同じ魔法の光に包まれながら、俺は彼女の覚悟がどれだけ大きく、どれだけ無謀か考えた。
レグルノーラの隅から隅まで見渡しながら、常に民を愛し、民を守る。世界の中心に高くそびえる塔の上で、自分の失ったモノと運命を天秤にかけながら必死に務めを果たしてきた彼女がその肩書きを捨てるというのは、強大な力を持ったかの竜に立ち向かうための最終手段なのかもしれない。――しかしそれは、レグルノーラにとってあまりに重大な損失ではないのだろうか。
モニカの話では、塔の魔女になるべく、たくさんの少女たちが訓練しているらしい。残念なことにそのレベルに達する実力者は出ていない。あれだけ強大な魔力を持った人間がホイホイ出てこられたらそっちの方がびっくりだが、かといって次の世代を担う者すら現れない状況で塔を去るというのは、レグルノーラにとってある意味恐ろしい賭けだ。

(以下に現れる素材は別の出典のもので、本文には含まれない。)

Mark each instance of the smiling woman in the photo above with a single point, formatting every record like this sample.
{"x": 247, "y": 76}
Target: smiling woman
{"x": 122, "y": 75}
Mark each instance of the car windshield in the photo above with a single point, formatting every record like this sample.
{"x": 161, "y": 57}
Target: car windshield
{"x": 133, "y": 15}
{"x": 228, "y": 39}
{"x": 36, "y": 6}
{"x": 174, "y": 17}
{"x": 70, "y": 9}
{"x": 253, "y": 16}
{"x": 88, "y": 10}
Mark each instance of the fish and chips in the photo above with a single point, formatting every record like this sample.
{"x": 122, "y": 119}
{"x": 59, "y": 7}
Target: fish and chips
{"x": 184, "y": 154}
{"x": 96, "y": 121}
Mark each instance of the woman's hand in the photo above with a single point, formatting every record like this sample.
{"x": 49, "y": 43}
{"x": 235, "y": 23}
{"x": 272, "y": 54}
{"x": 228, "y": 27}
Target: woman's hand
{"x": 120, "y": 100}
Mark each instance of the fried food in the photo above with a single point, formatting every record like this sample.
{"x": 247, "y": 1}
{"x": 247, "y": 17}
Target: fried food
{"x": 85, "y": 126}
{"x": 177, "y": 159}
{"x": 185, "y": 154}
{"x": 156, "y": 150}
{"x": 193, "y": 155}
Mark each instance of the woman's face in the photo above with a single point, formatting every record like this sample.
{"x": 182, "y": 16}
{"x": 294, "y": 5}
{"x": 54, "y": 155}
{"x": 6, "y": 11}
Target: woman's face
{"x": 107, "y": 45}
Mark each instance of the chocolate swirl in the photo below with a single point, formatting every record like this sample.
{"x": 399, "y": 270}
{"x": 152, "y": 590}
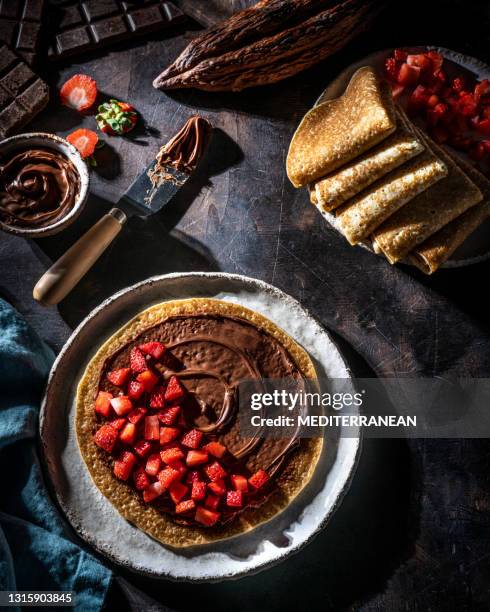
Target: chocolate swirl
{"x": 37, "y": 188}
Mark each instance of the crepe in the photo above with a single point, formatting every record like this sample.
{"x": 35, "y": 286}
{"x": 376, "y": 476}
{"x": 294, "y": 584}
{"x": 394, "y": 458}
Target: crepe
{"x": 439, "y": 247}
{"x": 361, "y": 215}
{"x": 338, "y": 187}
{"x": 297, "y": 473}
{"x": 337, "y": 131}
{"x": 428, "y": 212}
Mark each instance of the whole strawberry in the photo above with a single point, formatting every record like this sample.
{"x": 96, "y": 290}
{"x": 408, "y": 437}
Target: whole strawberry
{"x": 116, "y": 118}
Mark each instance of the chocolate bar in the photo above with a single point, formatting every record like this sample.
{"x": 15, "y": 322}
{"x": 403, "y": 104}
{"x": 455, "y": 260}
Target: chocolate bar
{"x": 93, "y": 24}
{"x": 22, "y": 93}
{"x": 20, "y": 26}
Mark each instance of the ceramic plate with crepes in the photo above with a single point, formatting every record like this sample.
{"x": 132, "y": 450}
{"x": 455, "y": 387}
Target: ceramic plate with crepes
{"x": 380, "y": 179}
{"x": 158, "y": 429}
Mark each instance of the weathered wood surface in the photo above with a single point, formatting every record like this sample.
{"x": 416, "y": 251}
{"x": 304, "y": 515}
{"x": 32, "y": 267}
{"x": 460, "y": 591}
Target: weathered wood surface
{"x": 413, "y": 531}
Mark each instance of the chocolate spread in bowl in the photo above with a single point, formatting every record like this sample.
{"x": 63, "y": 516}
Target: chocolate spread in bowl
{"x": 211, "y": 355}
{"x": 38, "y": 187}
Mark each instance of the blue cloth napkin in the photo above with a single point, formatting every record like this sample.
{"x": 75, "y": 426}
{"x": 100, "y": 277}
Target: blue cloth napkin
{"x": 36, "y": 550}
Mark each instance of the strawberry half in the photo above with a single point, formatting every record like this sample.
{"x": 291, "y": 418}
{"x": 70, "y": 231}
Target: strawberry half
{"x": 206, "y": 517}
{"x": 103, "y": 403}
{"x": 79, "y": 92}
{"x": 174, "y": 390}
{"x": 106, "y": 438}
{"x": 154, "y": 349}
{"x": 137, "y": 361}
{"x": 84, "y": 141}
{"x": 118, "y": 377}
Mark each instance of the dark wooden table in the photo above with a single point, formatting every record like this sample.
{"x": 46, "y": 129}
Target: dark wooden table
{"x": 413, "y": 531}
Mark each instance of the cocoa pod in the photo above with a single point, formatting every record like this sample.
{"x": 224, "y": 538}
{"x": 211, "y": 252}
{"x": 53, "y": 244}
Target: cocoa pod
{"x": 282, "y": 55}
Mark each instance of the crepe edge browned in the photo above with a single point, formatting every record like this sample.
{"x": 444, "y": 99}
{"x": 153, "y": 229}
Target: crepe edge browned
{"x": 292, "y": 480}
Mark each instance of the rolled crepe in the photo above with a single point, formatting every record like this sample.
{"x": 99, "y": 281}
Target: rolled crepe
{"x": 359, "y": 217}
{"x": 337, "y": 131}
{"x": 439, "y": 247}
{"x": 338, "y": 187}
{"x": 428, "y": 212}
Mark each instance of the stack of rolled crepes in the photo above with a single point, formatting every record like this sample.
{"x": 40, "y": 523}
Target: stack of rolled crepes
{"x": 382, "y": 180}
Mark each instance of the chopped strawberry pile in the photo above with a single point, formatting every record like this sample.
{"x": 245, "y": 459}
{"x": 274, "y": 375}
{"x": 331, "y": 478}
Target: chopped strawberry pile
{"x": 455, "y": 111}
{"x": 142, "y": 425}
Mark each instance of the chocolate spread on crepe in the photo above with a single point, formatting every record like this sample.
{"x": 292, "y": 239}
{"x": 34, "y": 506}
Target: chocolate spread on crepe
{"x": 429, "y": 211}
{"x": 211, "y": 347}
{"x": 338, "y": 187}
{"x": 37, "y": 187}
{"x": 337, "y": 131}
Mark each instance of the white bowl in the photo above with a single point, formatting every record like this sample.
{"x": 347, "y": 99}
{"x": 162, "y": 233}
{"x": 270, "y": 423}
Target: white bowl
{"x": 49, "y": 141}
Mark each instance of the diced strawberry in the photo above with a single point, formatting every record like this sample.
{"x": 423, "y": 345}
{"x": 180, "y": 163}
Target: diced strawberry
{"x": 148, "y": 378}
{"x": 259, "y": 479}
{"x": 79, "y": 92}
{"x": 215, "y": 471}
{"x": 137, "y": 360}
{"x": 177, "y": 491}
{"x": 118, "y": 424}
{"x": 118, "y": 377}
{"x": 124, "y": 465}
{"x": 169, "y": 415}
{"x": 121, "y": 404}
{"x": 171, "y": 455}
{"x": 196, "y": 458}
{"x": 128, "y": 433}
{"x": 408, "y": 75}
{"x": 135, "y": 389}
{"x": 106, "y": 438}
{"x": 192, "y": 438}
{"x": 217, "y": 487}
{"x": 215, "y": 448}
{"x": 152, "y": 428}
{"x": 185, "y": 506}
{"x": 483, "y": 127}
{"x": 153, "y": 464}
{"x": 168, "y": 434}
{"x": 211, "y": 502}
{"x": 234, "y": 499}
{"x": 167, "y": 476}
{"x": 103, "y": 403}
{"x": 157, "y": 399}
{"x": 193, "y": 476}
{"x": 141, "y": 480}
{"x": 84, "y": 141}
{"x": 142, "y": 448}
{"x": 174, "y": 390}
{"x": 206, "y": 517}
{"x": 154, "y": 349}
{"x": 136, "y": 415}
{"x": 153, "y": 491}
{"x": 198, "y": 490}
{"x": 239, "y": 482}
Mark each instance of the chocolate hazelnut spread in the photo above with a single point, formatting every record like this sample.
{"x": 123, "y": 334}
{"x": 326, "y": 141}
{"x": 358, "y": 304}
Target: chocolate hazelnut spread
{"x": 37, "y": 187}
{"x": 211, "y": 355}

けれど、事態はもう迷ってはいられないところまできていた。
このままでは二つの世界が同時に壊れてしまう。
それを阻止できる人間は、残念ながら限られているのだ。
・・・・・‥‥‥………‥‥‥・・・・・
「殺せばいい」
誰かの声が頭に響いた。
「殺してしまえば全てが解決するというなら、そうするべきだ。何を躊躇している」
俺の意識はまた、誰かの中に入っていた。
そいつの中で渦巻く黒い感情が俺を押し潰そうとする。闇よりも黒い鉛のような重たい感情は、ありとあらゆる方向から俺を殴りつける。
「それとも、気高い竜は同族を殺しはしないと。そういうことか」
ハッキリとした色の見えない薄暗い空間、そいつは目の前に居る一人の人間と一匹の竜に対し、感情をむき出しにして睨み付けた。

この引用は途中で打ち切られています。